Spun as a dark comedic fairytale, Squeal feels like the bizarre offspring of Stephen King’s Misery and The Princess Bride. Directed by Ike Karapetian, the film is entirely willing to lean into its darkest impulses yet still remains a fascinating and whimsical endeavor. Focusing on the story of a man chained in a barn and treated as livestock, Squeal wields its horrific edge with glee. Leaning into the more chilling aspects of folklore, the film feels like a terrifying bedtime story. Other than Samuel, each of its characters seem wildly disconnected from the gravity of the reality that is before them. Humans are treated like animals yet animals remain revered. While the violence does not get particularly graphic, this is meant to be a world where anything can happen at any given moment.
At the same time, there is a eccentricity [and, dare I say, even sweetness?] to the film. Embedded within this bizarre kidnapping tale lies the beating heart of a love story which is kicking at the darkness to break free. With its simple, rural setting, the film feels as though it has fallen out of children’s book. Featuring talking animals and a quirky chemistry between Silina and Janssens, Squeal maintains a certain light-hearted spirit underneath the mayhem. Without question, it is undoubtedly the strangest mix of genres that one will see this year… but the film is still manages to work.
What’s most interesting about the film is its comparison between man and animal. Throughout Squeal, the lines between civilization and the natural world are increasingly blurred. Treated primarily as a source of income, both Samuel and the pigs are valued as essential, even if their intelligence is overlooked. Both are fed slop and washed gruffly. (Although, admittedly, Kirke’s bathing of Samuel has a different tone. What’s more, Samuel even notes that the differences between them have become. [“I’m only eating garbage like you because I have to,“ he notes.]
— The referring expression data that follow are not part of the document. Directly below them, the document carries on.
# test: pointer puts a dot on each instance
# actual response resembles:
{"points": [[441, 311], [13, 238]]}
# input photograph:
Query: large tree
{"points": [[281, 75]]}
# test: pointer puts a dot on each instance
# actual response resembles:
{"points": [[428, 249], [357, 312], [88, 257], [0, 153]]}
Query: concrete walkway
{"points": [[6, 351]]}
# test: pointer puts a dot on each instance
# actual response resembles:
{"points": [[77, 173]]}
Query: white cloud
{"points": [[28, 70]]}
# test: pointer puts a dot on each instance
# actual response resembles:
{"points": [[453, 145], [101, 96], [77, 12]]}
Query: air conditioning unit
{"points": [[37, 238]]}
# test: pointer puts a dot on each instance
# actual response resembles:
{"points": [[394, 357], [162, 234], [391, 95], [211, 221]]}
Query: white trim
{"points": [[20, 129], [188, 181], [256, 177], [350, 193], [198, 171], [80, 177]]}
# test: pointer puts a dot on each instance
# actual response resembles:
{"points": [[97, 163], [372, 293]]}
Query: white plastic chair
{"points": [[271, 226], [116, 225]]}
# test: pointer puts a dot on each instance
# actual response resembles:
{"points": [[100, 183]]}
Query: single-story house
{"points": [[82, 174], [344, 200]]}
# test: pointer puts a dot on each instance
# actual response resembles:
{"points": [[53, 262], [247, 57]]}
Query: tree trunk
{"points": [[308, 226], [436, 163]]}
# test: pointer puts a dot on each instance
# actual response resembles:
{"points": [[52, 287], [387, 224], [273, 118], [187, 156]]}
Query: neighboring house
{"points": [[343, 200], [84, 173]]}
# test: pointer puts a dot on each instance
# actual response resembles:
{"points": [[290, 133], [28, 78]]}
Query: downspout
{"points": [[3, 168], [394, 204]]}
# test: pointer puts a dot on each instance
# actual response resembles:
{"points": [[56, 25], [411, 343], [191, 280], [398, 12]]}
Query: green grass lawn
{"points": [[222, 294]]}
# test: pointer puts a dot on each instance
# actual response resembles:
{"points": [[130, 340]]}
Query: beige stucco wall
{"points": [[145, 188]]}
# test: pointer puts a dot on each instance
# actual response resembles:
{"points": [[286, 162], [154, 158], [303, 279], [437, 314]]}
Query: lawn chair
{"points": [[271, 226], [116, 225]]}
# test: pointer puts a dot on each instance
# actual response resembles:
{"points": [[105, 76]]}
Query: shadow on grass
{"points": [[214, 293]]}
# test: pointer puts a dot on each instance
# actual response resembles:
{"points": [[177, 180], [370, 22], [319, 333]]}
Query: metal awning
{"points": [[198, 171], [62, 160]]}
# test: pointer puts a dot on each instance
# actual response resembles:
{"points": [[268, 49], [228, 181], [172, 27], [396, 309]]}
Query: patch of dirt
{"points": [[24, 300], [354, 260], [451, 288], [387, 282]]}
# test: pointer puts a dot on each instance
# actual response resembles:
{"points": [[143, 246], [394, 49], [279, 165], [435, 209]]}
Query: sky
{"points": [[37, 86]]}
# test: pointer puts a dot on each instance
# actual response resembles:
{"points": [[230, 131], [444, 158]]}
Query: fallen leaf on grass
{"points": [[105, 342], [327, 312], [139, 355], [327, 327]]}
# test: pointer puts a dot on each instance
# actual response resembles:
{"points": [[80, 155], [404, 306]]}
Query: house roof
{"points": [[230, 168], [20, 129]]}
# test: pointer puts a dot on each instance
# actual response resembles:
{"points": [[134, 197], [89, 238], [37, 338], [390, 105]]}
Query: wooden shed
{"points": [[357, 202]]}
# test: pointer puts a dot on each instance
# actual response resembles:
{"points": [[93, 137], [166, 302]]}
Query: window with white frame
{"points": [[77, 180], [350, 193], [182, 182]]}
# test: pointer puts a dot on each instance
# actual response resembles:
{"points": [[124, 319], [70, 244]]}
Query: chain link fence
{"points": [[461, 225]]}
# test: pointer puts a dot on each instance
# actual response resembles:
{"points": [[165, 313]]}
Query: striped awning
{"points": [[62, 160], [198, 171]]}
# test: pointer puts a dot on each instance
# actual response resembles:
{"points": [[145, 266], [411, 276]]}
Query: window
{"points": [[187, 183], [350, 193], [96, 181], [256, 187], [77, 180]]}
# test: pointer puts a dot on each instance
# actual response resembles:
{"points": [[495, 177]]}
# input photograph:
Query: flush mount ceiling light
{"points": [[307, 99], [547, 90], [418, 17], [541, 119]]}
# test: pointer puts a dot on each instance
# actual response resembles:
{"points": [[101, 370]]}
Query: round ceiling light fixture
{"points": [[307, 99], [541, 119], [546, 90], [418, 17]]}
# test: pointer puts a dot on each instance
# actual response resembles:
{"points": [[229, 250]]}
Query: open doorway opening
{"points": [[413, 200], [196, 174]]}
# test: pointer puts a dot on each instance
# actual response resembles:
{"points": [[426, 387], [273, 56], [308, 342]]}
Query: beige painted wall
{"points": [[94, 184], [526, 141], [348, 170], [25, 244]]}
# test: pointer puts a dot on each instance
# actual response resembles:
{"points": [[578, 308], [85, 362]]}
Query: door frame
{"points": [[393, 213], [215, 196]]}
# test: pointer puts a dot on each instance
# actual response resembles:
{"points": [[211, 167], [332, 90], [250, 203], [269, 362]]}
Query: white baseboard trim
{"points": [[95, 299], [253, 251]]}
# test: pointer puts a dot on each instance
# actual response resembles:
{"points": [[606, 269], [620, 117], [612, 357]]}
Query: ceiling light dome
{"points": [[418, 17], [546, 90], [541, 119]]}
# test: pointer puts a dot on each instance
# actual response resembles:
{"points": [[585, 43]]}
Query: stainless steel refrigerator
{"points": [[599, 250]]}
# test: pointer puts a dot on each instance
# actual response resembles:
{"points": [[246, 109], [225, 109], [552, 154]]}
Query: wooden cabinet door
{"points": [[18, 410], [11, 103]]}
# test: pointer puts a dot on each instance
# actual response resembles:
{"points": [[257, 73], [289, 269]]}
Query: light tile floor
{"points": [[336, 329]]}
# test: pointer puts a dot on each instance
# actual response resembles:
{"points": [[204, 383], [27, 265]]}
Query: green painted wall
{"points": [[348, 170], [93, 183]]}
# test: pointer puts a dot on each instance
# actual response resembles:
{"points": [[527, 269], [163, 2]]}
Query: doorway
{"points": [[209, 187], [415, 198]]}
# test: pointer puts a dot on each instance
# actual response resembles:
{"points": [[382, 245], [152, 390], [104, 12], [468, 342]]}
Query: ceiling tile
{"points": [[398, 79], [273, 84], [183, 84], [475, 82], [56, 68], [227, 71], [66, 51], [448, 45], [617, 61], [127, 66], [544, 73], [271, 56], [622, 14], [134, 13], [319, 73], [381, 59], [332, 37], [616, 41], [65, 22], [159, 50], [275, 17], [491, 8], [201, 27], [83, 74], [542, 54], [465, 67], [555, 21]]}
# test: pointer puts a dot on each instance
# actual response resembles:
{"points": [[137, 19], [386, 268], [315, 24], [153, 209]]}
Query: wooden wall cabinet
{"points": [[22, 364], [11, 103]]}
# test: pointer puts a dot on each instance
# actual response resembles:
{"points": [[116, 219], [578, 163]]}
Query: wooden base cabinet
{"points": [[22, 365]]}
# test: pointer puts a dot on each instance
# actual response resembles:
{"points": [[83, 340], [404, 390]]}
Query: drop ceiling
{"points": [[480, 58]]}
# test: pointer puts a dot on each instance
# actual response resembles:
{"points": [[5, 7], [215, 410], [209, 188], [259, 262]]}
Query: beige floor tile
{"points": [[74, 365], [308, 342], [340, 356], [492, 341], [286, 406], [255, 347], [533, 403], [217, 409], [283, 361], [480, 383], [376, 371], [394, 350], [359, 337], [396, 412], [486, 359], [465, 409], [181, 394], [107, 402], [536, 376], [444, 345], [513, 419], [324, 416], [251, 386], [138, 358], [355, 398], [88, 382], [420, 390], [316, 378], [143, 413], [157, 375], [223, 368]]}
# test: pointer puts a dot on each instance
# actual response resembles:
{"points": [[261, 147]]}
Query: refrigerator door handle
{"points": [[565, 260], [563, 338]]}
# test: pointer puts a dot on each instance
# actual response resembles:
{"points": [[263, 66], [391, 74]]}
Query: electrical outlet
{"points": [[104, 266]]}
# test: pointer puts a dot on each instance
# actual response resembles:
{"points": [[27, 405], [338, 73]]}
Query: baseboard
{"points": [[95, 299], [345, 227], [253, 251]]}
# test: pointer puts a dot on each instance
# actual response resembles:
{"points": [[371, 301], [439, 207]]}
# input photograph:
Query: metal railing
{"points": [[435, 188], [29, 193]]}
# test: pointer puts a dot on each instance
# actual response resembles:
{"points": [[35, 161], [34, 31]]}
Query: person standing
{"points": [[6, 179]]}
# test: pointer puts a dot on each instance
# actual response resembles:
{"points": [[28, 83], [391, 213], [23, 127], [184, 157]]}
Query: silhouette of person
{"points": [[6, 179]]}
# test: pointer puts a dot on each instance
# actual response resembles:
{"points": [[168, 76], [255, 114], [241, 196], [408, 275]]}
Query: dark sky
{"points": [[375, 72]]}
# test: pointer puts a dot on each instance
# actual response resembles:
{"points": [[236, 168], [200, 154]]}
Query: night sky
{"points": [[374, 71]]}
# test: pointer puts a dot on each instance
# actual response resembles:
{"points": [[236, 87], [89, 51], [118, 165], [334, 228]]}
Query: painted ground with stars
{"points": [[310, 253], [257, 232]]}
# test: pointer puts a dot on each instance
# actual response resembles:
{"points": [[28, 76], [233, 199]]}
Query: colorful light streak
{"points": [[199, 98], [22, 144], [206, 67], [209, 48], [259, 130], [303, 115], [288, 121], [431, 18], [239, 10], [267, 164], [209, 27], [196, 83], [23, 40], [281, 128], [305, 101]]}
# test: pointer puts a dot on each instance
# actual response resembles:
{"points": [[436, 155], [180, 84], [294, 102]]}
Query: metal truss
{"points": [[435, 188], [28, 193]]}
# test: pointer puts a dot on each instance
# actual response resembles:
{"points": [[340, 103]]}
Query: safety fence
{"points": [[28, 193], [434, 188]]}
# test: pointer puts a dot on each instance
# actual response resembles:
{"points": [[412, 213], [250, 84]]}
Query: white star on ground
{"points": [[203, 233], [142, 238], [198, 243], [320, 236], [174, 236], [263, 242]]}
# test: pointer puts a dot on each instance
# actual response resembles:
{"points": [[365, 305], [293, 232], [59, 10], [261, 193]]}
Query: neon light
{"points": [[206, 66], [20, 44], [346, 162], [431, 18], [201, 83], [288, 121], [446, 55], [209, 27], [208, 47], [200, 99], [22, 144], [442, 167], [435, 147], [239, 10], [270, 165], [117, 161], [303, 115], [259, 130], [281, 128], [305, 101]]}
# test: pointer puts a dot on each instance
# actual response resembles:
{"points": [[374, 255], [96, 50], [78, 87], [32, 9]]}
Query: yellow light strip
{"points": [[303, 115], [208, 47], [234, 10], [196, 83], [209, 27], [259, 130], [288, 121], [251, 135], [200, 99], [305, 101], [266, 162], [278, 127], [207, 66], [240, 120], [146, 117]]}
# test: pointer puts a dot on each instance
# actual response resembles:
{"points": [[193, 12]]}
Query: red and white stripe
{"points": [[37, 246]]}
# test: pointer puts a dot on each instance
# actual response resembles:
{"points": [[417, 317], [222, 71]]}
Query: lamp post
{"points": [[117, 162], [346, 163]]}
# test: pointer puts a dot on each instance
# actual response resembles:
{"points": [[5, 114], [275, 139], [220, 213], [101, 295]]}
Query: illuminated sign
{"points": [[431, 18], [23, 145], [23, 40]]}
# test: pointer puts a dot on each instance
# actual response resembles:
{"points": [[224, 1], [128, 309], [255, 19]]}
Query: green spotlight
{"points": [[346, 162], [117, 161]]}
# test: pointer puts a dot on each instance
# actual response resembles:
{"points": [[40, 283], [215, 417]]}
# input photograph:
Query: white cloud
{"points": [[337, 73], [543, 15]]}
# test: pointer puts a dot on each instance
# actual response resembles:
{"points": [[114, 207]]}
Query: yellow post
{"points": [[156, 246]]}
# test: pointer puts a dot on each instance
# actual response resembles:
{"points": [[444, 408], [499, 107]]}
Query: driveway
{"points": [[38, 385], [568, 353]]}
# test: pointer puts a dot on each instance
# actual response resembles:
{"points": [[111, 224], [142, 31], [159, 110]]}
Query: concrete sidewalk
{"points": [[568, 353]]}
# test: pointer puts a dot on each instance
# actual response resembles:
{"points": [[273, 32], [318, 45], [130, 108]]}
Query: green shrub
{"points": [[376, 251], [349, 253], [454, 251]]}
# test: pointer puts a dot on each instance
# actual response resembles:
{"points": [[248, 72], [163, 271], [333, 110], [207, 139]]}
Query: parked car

Despite their differences, man and pig have become closer than one might expect.
As such, the film also seems an exploration of toxic masculinity. From the fact that Samuel has never known his father to the film’s open ending, there’s a suggestion within Squeal that men have a certain animal nature within their DNA. In this way, Samuel’s journey feels as though it threatens to reveal his character. (After all, men often are pigs.)
Strangely though, there’s also a certain hopefulness about the film that this inner nature can be overcome. The romantic angle offers a redemptiveness to Samuel’s story that seems to heal his wounds. As his journey unfolds, there is a genuine sense of hope for mankind. Though they may have baser instincts, maybe love can help man’s humility and heart can break through after all, allowing for some light in the midst of this dark world.
While it will not be for everyone, Squeal is such a strange experiment that one can’t help but admire it. Though wild in style, Karapetian understands what he wants to create and goes for it with gusto.
Squeal is available in theatres in NY/LA and on VOD on Friday, August 19th, 2022.